La primauté du droit s’applique également à la communauté internationale. Dans ce contexte, il importe de respecter le droit international existant tel qu’il est formulé, notamment dans la Charte des Nations unies et dans les deux Pactes internationaux contraignants relatifs aux droits civils et politiques et aux droits économiques, sociaux et culturels. Le droit à l’autodétermination des peuples et le principe de non-ingérence dans les affaires intérieures d’un Etat s’appliquent également en période de pandémie du coronavirus. L’OMS n’est pas légitimée de prescrire un concept uniforme à tous les Etats et à tous les peuples. Les concepts qui conviennent aux Etats constitutionnels et sociaux, démocratiques et libres ne conviennent pas identiquement à tous les Etats. Ce qui est approprié se décide sur le terrain – il faut espérer que l’on n’impose pas, à tous les peuples, des programmes suivant la logique du top-down (du haut vers le bas), mais que les gouvernements, les parlements et les peuples trouvent leurs moyens à eux, viables pour progresser.

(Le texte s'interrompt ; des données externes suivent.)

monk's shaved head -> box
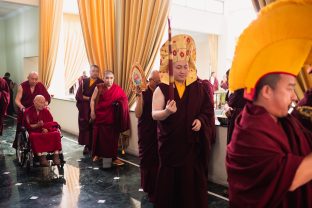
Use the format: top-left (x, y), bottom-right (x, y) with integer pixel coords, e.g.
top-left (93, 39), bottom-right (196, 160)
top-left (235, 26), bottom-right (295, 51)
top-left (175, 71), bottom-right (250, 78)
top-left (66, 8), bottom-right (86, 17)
top-left (148, 70), bottom-right (160, 90)
top-left (149, 70), bottom-right (159, 79)
top-left (104, 70), bottom-right (114, 77)
top-left (27, 71), bottom-right (39, 87)
top-left (254, 74), bottom-right (280, 100)
top-left (34, 95), bottom-right (46, 111)
top-left (34, 95), bottom-right (45, 102)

Nous aussi, citoyens, sommes visés ...

Mais nous aussi, citoyens des pays tant que la Suisse, l’Autriche ou l’Allemagne, sommes également appelés à nous examiner. Dans quelle mesure prenons-nous au sérieux les dangers posés par le coronavirus, ces derniers jours? Respectons-nous, toujours et systématiquement, les règles de protection de base telles que les règles de distance et les recommandations en matière d’hygiène? 

Ces questions qui se posent à nous tous peuvent même aller plus loin. Interrogeonsnous, dans notre propre vie de tous les jours, dans nos façons de penser et de nous comporter, aurions-nous, peut-être, contribué à la propagation mondiale du virus, nous aussi? Est-il logique de vouloir continuer à vivre comme avant, une fois la pandémie venue à bout? 

Actuellement, nous assistons au glissement de la discussion sur la pandémie vers un débat polarisant – en effet un problème sérieux. Là aussi, la question se pose: cui bono?   


1 Cf. «Corona: Ethique, raison ... et psychologie»; dans Horizon et débats n° 7, du 07/04/2020, p. 7.

2 En saisissant les termes «Loi fondamentale»et «corona»dans un moteur de recherche, on peut se faire une idée des dimensions de cette controverse.

3 Par exemple, un communiqué de presse de la Cour constitutionnelle fédérale du 8 avril 2020 («Demandes d’urgence infructueuses en rapport avec la pandémie COVID-19», communiqué de presse n° 23/2020) déclare, en réponse à une décision de la Cour du 7 avril 2020: Les conséquences des mesures de protection de l’Etat sont «graves, mais non pas déraisonnables dans la mesure requise. Il ne semble pas inacceptable de les suspendre temporairement [les libertés civiles revendiquées] afin de permettre la plus grande protection possible de la vie et de la santé, ce que l’Etat est en principe également tenu de faire en vertu de la Constitution. Par rapport aux dangers pour la vie et l’intégrité physique, les restrictions à la liberté individuelle [soumises à une limite de temps] sont moins sévères».